The idea of running a passenger ferry from Royal Bay to downtown Victoria continues to pick up steam.
Members of the Capital Regional District’s transportation committee agreed Wednesday that the concept merits a closer look and should move up on the priority list.
If the full CRD board agrees next month, the district would ask the province to conduct a feasibility study to see whether a commuter ferry service might be one solution to traffic congestion in the region.
Colwood Mayor Rob Martin said the idea has a lot of things going for it.
“It’s shifting people out of single vehicles and figuring out how do we encourage people to move around our region in different ways,” he said. “The ferry feeds into that concept of living on an island, utilizing our waterways and having a different stress-free transit movement.
“To think about jumping on a ferry for 10 to 15 minutes, landing in downtown Victoria, doing your workday and then, at the end of the day, you get to spend 15 minutes on the water returning home — I think, from a quality of life standpoint, it’s just tremendous.”
As well, a ferry would ease the pressure on roads and highways that currently carry all the commuters, he said.
“We have to understand that we cannot build roads forever, especially here on an island. We’re running out of land,” he said. “So if we’re going to continue to see population growth and we understand what our traffic issues are, this is one of the solutions.”
CRD staff had listed the West Shore passenger ferry as a long-term goal, meaning it could be years before the district even pushed for a feasibility study and many more years before a vessel set sail, Martin said.
So he was relieved that a majority of his colleagues on the transportation committee agreed to move it up the list. He’s hoping the full board will do the same.
“If it doesn’t, it basically stops the process from moving forward, and that would be a real shame,” he said. The committee also gave higher priority to advocating that the province “maintain/upgrade” the E&N Rail corridor.

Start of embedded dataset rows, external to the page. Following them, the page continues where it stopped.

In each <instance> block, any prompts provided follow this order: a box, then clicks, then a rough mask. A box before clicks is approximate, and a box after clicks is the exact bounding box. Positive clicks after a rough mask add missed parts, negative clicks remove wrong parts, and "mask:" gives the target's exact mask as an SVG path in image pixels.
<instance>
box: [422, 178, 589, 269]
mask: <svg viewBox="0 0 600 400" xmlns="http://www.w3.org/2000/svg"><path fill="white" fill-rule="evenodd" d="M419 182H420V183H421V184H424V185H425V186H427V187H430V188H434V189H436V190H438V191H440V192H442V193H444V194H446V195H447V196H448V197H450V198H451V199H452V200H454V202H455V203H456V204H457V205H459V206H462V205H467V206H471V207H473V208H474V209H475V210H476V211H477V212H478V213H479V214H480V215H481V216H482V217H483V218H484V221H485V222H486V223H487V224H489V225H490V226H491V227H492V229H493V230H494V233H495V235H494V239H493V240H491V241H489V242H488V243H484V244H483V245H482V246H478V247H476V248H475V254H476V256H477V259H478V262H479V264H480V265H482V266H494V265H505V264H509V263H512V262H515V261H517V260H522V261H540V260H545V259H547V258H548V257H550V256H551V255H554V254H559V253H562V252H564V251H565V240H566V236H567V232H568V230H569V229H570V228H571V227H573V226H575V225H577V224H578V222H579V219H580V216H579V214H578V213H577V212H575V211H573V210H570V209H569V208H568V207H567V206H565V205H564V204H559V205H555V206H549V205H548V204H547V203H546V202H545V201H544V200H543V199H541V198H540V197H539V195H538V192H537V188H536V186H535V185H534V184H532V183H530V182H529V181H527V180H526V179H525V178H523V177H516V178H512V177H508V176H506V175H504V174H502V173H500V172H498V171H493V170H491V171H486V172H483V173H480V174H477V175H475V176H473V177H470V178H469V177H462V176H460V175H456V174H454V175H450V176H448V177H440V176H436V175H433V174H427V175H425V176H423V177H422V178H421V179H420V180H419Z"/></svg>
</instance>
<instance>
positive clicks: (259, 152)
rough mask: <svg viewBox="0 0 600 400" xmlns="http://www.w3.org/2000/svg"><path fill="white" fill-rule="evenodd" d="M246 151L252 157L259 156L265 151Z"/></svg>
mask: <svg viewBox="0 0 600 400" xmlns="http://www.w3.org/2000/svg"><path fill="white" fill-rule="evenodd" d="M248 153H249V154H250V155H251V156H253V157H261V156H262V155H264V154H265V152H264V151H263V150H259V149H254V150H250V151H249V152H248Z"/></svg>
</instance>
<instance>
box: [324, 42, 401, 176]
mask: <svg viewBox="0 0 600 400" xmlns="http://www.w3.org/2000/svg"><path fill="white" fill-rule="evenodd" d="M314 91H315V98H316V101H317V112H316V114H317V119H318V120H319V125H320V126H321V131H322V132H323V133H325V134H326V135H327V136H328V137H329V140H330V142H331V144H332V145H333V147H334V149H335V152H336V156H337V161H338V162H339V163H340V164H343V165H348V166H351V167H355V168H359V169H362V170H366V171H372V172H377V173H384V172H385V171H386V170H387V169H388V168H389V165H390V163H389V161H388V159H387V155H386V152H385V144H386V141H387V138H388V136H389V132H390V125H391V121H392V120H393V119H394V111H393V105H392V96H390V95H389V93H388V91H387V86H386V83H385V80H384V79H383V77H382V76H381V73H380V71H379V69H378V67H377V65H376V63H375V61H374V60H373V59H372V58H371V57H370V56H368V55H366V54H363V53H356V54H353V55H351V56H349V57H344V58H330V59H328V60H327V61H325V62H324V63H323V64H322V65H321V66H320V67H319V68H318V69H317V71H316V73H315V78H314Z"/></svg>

View Royal Mayor David Screech, who chairs the transportation committee, disagreed with the decision. He worries that the ferry and rail projects will overshadow more pressing issues identified by CRD staff and the community, including asking the province to accelerate the RapidBus program and improve transit service in rural areas.
“[Staff] were recommending that the rail and the ferry remain long-term priorities and goals, and not that we take immediate action on those,” he said. “I support the ferry and I support the rail, but we have to be realistic when we’re going with ‘asks’ to a higher level of government. I think we’re just diluting our message, frankly, and I was just sad to see that happen quite so quickly.”